Judith McNaught’un tarihi romanlarından sonra, ışıltılı hayatların konu alındığı günümüz romanlarını okudunuz mu?
Okumadıysanız eğer hemen başlamanızı öneririm. Modern zamanlar olarak adlandırdığım günümüz zamanları seri değildir, ama ana karakterler sıkı dostlukları ile birbirlerine bağlılardır. Şu an dört kitaptan bahsediyorum; Cennet, Kusursuz, Gece Fısıltıları, Aldığım Her Nefeste. Bu kitaplarda okuduğunuz diğer kitaplardaki karakterler ile de karşılaşabilirsiniz. Ama ben sadece bu dörtlüden bahsediyorum, tabi ki McNaught’un daha bir çok günümüz romanı var.

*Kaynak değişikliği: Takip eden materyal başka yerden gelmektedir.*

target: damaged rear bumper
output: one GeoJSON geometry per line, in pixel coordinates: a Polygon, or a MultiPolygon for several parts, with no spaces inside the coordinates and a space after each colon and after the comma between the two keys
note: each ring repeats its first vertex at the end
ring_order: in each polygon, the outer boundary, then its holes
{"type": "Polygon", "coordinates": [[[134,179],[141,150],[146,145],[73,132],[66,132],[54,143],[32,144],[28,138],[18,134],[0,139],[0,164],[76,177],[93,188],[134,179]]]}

Judith McNaught ile tarihi romanları ile tanışsam da günümüz romanlarını da çok sevdim. 90’larda geçiyor genellikle hikayelerimiz ve ışıltılı hayatlardan hikayeler sunuyor. Balolardan partilere, at arabalarından son model arabalara, malikanelerden son derece lüks evlere geçiş yapmaya ne dersiniz?
Kusursuz’da güçlü bir aşk hikayesi bekliyor bizi. Her şeyin tesadüfler ile başladığı güzel bir hikaye, ama macera kısmını da es geçemeyeceğim. Bana yorumumu sorarsanız, Prison Break ile güzel bir aşk hikayesinin karışımı olmuş bu roman.
Julie Mathison, çocukluğu koruyucu aileler arasında geçen ve en sonunda bir ailede mutluluğu bulan güzel bir kızdır. Çocukluğunun acılı günlerini, ailesinin sevgi ve şefkati ile aşmıştır. Hayatını düzene sokmaya çalışmıştır hep ve öğretmen olmuştur. Kendisini ailesine borçlu hissettiği için her zaman mükemmel, kusursuz olmaya çalışmıştır.
Zachary Benedict, Oscar ödüllü bir yönetmen/aktör dür. Filmleri ve yakışıklılığı ile ün yapmıştır. Basının konuşulan isimlerindendir. Lakin bir filminin çekimleri esnasında kaza sonucu ateşlenen bir silah ile karısını kaybeder. Ama asıl sorun hiç suçu olmamasına rağmen Zachary’in suçlu bulunmasıdır. Ve Zachary, cezasını çekmek üzere Teksas Hapinesi’ne gönderilir.
Bu iki farklı insanın hayatları ilginç bir tesadüfle kesişir. Julie, öğrencileri için bağış toplamak için kısa bir yolculuğa çıkmıştır. Yakın kasabaları geziyordur. Ve uğradığı bir istasyonda hayatı değişir.
Zachary, günleri hapishanede geçerken suçsuzluğuna kimseyi inandıramamaktadır. Herkes karısını bile bile kıskançlığından öldürttüğünü düşünür. Ve yıllar boyu hapiste boşu boşu duracağını bilerek kalamayacağını düşünüp kaçmaya karar verir. Yakın arkadaşlarından biriyle bir plan yapar. Ve bir takım düzenlemeler yaptırır. Ama kaçış günü geldiğinde işler istediği gibi gitmez. Her şey birbirine girmiştir. Arkadaşını da geri bırakmak zorunda kalmıştır. En son çare olarak bir araba çalıp, arkadaşının onun için ayarladığı Colarado Tepeleri’ndeki eve gitmelidir. İstasyonda tek başına bir bayan görür ve silah zoru ile arabasının kontrolünü ele geçirir. O bayan, Julie’den başkası değildir. Polisler takiptedir. Hemen ordan uzaklaşmalılardır. Julie ne yapacağını bilemez ve silahlı bu adamdan kurtulmanın yollarını arar. Ama adamın tehditlerinin ardı arkası kesilmez.
Kusursuz, gerçekten bir solukta okuyacağınız bir roman olmuş. Macerası ile sizi içine alan ve saran bir roman. Elinizden düşüremeyeciğinizi düşünüyorum. Prison Break’e benzetmeme gelirsek, belki siz farklı düşüneceksiniz, ama ben okurken kesinlikle aynı heycanları, korkuları ile bu diziden parçalar buldum. Kaçma, kovalamaca ve sürpriz bir aşk ile sizi derinden etkileyeceğini düşünüyorum. Pişman olmayacaksınız. Ve size küçük bir ipucu verek yazımı bitirmek istiyorum. Bu dörtlünün bir sırası yok ama önce Cennet’i, sonra Aldığım Her Nefeste’yi, daha sonra da Kusursuz ve Gece Fısıltıları’nı okumanızı tavsiye ederim. Çünkü diğer kitaplarda önceki kitapların sonlarını bulabilirsiniz. İyi okumalar.